Ma questo non è l’unico paradosso dell’azione espansiva della Bce. Sfogliando le tabelline dei tassi ne emerge allegramente anche un secondo, e riguarda l’Italia. Da quando è iniziato il “Qe” gli unici tassi che sono diminuiti sono quelli relativi a titoli con durate inferiori ai due anni, quelli cioè non coperti dal “Qe”. Al contrario, sono aumentati i tassi dei titoli con scadenza da 2 a 30 anni, proprio quelli che rientrano nella sfera di competenza degli acquisti eseguibili dalla Bce nell’esercizio della manovra.
Questa tabella evidenzia le variazioni. Dall’avvio del “Qe” i tassi dei BoT a 3 mesi hanno perso 1,4 punti base, i titoli semestrali quasi 5 punti, come i titoli a 1 anno, mentre quelli a 2 anni sono arretrati di 3 punti base. Siamo così vicini allo 0 che le variazioni non fanno effetto. Da ricordare poi che nei giorni scorsi nel corso degli scambi intraday i BoT con scadenza 30 giugno sono scivolati sottozero, in scia ai movimenti intensi sul mercato monetario che hanno portato anche l’Euribor a 3 mesi, il tasso caro a coloro che stipulano un mutuo a tasso variabile, con il segno meno.

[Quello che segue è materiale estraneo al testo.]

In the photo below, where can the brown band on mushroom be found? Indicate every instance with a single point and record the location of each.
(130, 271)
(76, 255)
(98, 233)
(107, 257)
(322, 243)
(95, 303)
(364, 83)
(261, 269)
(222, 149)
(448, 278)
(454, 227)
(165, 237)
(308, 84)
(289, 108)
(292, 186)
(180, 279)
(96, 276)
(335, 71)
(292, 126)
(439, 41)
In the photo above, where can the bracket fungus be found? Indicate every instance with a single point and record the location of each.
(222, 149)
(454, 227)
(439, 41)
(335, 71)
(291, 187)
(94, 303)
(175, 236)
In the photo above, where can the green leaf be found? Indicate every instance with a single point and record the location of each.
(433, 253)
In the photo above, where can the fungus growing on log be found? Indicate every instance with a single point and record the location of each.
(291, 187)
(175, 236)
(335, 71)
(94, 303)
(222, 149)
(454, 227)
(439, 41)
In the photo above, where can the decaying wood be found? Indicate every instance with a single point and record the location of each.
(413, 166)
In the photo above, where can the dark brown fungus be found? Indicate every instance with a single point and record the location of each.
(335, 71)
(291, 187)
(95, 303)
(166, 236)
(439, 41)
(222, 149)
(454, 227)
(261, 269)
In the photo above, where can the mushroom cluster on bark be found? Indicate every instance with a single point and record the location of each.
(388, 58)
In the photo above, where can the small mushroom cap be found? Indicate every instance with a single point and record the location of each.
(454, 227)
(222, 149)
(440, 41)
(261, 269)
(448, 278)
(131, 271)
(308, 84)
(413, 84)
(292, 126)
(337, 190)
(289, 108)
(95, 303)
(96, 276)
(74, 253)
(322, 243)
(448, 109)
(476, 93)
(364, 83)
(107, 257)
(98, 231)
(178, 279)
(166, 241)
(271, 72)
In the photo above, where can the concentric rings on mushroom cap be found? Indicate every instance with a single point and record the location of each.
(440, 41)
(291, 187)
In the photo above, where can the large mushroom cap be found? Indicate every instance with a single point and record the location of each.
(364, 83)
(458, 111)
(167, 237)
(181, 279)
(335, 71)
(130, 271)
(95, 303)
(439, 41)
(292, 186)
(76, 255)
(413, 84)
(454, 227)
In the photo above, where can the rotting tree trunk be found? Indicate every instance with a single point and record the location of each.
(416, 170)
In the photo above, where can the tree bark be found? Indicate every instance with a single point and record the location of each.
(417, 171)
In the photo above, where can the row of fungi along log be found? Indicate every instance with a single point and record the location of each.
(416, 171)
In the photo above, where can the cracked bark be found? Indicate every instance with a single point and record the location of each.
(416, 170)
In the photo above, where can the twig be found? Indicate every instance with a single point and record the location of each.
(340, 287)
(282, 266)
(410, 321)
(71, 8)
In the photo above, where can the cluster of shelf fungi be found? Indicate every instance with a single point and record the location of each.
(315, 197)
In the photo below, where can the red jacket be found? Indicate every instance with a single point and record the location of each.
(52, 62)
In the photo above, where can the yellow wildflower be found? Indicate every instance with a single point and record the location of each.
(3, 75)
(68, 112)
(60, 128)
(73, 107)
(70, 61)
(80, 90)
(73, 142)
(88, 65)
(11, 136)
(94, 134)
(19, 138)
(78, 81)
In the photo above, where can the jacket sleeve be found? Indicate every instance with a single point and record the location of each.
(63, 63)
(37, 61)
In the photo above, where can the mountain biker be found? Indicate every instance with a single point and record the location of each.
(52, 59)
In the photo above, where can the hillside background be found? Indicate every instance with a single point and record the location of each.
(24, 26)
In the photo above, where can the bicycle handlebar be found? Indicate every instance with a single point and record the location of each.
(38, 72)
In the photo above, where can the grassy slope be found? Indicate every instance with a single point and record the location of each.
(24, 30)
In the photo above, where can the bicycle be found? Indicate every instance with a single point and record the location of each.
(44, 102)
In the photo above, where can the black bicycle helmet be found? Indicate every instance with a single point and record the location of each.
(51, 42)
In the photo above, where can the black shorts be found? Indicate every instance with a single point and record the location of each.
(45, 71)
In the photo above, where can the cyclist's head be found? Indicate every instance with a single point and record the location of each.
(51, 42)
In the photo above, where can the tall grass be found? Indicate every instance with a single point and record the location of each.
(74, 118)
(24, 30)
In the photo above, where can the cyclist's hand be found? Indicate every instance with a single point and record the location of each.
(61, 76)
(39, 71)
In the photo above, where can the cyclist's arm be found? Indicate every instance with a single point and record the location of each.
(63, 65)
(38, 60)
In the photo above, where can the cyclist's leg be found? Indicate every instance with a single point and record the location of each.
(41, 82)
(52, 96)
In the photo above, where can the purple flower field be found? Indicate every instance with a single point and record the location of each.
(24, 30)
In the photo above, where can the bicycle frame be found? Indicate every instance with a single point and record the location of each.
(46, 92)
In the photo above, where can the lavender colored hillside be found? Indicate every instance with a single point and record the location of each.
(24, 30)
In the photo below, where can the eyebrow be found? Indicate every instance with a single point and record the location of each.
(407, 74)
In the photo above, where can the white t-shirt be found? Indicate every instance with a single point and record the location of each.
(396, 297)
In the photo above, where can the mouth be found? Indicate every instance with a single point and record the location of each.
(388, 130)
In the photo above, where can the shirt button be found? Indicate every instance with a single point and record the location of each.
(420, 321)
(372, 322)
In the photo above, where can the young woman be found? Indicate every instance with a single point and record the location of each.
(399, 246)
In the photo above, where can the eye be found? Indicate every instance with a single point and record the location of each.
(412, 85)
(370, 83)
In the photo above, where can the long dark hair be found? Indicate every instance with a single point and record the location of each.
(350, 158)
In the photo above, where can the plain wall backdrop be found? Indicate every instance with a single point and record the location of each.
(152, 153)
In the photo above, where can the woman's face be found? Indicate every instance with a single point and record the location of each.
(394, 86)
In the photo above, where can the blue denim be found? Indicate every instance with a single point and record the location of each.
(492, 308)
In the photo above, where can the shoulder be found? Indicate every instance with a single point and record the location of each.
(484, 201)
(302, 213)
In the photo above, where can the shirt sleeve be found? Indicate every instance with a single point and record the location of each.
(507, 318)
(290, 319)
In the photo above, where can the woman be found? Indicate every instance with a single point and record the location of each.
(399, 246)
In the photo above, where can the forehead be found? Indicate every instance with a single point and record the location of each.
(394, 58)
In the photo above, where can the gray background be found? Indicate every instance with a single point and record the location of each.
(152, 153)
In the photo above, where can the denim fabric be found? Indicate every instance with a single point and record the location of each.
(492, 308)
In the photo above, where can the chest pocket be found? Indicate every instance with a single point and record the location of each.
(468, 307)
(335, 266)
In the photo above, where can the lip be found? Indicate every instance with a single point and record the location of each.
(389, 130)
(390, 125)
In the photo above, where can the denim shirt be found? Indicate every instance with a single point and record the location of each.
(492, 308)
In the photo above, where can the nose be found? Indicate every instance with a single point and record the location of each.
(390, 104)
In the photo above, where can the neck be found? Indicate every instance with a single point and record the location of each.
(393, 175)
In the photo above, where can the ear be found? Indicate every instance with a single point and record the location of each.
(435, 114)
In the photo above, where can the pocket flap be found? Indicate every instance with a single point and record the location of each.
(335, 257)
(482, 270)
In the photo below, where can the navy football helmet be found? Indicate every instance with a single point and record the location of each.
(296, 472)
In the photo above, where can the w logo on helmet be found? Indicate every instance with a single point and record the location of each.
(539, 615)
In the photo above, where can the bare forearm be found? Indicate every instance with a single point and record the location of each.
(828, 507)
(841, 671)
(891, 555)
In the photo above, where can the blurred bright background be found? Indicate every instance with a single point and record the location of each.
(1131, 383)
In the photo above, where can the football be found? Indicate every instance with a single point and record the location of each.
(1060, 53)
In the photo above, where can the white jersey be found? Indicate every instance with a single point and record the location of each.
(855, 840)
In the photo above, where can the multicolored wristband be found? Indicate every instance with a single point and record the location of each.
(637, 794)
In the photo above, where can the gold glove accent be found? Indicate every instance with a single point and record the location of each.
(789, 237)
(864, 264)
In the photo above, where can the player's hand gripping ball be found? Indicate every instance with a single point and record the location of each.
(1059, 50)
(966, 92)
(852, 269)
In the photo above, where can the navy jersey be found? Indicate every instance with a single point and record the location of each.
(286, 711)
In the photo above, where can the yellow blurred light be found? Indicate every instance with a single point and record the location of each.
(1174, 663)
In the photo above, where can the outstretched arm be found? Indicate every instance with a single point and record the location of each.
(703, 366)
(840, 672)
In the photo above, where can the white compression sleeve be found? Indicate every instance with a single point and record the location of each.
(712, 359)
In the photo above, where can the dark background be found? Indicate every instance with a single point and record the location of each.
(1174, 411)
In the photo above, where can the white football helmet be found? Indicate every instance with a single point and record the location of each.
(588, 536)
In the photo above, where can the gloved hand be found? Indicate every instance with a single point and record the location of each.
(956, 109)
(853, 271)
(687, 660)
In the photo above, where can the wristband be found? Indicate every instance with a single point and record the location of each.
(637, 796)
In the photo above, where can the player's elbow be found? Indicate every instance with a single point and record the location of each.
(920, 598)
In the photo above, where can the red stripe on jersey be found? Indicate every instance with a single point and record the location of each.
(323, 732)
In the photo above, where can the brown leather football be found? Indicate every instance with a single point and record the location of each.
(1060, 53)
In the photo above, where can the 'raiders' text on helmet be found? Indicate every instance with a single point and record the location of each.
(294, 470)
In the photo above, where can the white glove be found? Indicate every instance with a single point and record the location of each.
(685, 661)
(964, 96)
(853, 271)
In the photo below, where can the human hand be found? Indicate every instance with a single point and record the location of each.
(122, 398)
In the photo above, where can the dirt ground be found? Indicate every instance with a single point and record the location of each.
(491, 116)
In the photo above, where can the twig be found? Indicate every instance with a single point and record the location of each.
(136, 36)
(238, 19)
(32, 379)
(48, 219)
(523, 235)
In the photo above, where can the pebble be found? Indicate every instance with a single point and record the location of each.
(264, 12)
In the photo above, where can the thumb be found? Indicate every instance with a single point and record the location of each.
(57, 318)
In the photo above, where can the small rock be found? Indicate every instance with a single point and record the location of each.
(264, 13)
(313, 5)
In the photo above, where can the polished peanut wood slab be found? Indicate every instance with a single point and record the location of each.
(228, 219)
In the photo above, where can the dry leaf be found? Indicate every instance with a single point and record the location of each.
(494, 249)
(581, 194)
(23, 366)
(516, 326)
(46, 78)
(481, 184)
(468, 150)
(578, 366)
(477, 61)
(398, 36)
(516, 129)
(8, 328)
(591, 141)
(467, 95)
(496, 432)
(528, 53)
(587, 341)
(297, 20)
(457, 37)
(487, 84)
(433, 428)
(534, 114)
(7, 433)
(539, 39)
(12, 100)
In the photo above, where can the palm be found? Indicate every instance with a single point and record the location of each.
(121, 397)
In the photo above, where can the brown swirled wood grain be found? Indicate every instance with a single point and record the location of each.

Si entra nel paradosso quando invece si scopre che dai 3 anni in sù i tassi dei governativi italiani sono aumentati con picchi di 15 punti base per la durata a 7 anni e di 12 sui 10 anni. Come è andato lo spread, ovvero il differenziale di rendimento tra BTp e Bund a 10 anni? È aumentato di quasi 40 punti, da 92 a 129. Questo perché nel frattempo il rendimento dei BTp a 10 anni è aumentato dall'1,32% all'1,44% e allo stesso tempo quello del Bund a 10 anni si è ridotto dallo 0,41% allo 0,16%.
Certo, non va dimenticato che i mercati hanno giocato in parte d'anticipo e che se il conteggio parte da fine gennaio (quando la Bce ha difatti annunciato il “Qe”) il rendimento dei BTp decennali è calato (era all'1,6%). Ma si può anche dire che al momento per l'Italia, così come per la periferia, gli acquisti effettivi della Bce partiti il 9 marzo non hanno dispiegato il loro massimo potenziale, e che la manovra ha fatto aumentare le divergenze tra Paesi “core” e “periferia” dell’Eurozona, più che assottigliarle.
A questo punto resta da capire se la stima del governo - che grazie al “Qe” e alla riduzione dei tassi che dovrebbe comportare ha messo in preventivo di ridurre a fine anno da 85 a 75 miliardi la spesa per interessi nominali sul debito pubblico - potrà essere confermata. Lo scopriremo presto, al più tardi a dicembre.